Angela had left the ‘Met Lab’ earlier that year to go into partnership with Richard Pryor when they founded this private forensic consultancy. Moira, who lived alone in the next house down the valley, had impulsively taken on the job of part-time housekeeper and rapidly slid into being their typist as well, reviving her spirits from the loneliness that followed the death of her husband in an industrial accident.
‘I’m sure they won’t turf you out into the street tonight, Priscilla!’ said Sian. ‘Perhaps you can stay with us for good?’
Moira managed to suppress a frown as she went through to her office next door. Apart from the fact that there was not enough work for two biologists, the prospect of both Angela and Priscilla living in Garth House under the same roof as Richard was not one that appealed to her. She would have been reassured to hear the conversation that continued after she left the laboratory, for Priscilla, as she continued to pipette sera into her banks of little tubes, replied to the suggestion that she stayed on in the Wye Valley.

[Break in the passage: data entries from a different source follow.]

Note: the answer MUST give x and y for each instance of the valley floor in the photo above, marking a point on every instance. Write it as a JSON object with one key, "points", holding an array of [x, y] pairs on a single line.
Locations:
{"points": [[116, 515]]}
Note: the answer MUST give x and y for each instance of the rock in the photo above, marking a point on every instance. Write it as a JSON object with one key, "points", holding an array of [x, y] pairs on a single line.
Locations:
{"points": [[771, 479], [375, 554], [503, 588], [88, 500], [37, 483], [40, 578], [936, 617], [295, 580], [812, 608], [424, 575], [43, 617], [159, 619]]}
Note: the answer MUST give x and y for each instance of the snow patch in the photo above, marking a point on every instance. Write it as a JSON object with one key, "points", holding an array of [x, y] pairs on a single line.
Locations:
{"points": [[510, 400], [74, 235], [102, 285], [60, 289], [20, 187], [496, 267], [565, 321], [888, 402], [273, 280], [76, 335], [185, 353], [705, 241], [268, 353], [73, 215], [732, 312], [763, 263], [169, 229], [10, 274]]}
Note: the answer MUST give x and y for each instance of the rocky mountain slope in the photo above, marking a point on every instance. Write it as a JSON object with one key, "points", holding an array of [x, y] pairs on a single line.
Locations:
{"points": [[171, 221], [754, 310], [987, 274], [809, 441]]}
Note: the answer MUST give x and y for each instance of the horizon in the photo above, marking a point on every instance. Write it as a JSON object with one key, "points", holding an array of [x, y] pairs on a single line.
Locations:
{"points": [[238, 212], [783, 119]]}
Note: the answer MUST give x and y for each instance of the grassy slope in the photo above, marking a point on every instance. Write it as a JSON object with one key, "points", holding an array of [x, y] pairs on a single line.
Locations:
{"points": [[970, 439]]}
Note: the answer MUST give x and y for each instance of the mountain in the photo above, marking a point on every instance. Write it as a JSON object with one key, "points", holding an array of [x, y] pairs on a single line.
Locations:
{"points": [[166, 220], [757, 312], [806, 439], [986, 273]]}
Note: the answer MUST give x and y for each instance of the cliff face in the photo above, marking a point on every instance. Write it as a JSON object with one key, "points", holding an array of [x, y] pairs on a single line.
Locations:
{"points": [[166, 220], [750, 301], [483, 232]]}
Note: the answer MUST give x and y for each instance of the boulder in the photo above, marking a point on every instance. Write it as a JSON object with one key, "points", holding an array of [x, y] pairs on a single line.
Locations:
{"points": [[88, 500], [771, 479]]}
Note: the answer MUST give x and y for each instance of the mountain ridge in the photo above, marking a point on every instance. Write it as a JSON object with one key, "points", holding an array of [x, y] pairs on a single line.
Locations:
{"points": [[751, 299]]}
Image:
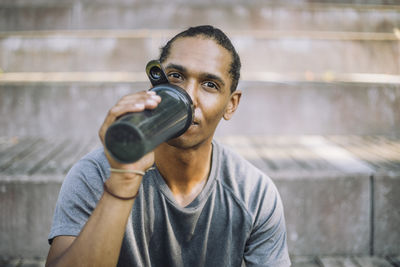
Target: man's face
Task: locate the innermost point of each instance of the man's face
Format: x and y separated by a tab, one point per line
201	67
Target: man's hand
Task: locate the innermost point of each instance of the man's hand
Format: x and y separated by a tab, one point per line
99	242
127	184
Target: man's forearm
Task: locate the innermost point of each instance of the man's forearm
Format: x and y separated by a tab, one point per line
99	242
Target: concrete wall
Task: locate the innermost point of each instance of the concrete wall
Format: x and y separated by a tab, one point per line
78	109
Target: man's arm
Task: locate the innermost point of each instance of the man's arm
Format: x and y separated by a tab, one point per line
100	240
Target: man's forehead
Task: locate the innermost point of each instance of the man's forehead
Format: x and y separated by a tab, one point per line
200	54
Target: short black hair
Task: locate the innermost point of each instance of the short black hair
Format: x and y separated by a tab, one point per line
219	37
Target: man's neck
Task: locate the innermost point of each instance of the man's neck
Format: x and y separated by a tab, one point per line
184	170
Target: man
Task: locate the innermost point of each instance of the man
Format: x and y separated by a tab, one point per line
201	204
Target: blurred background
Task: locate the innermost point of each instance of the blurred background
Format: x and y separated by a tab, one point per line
320	111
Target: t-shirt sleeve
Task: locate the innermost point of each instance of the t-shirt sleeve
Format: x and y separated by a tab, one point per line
267	244
79	194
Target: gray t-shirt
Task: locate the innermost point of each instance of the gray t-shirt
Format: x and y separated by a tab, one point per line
236	219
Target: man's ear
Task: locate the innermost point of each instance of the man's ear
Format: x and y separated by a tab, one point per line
232	104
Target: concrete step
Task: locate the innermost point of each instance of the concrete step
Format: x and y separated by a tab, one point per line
318	261
340	192
261	51
140	14
77	109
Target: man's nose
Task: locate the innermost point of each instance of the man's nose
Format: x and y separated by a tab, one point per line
192	89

‘It’s great here, Sian, you’ve all been so kind to me. But I don’t want to stay in forensic science permanently. I’d like to get back to my first love, anthropology. That’s why I’ve been dithering around lately, waiting for a vacancy to turn up somewhere.’
The technician loved a good gossip and this was a chance to delve some more. ‘I’m not quite clear what you did before this,’ she asked.
Priscilla filled her last tube, then swung around on her swivel chair, her long auburn hair swirling above the collar of her white coat.
‘I did a degree in physical anthropology in London, then my doctorate on blood types in different ethnic groups. After that, I went to the Natural History Museum in Kensington for a while, then moved to the police laboratory in New Scotland Yard, doing this sort of work.’ She waved a manicured hand at the tubes and bottles on her bench top.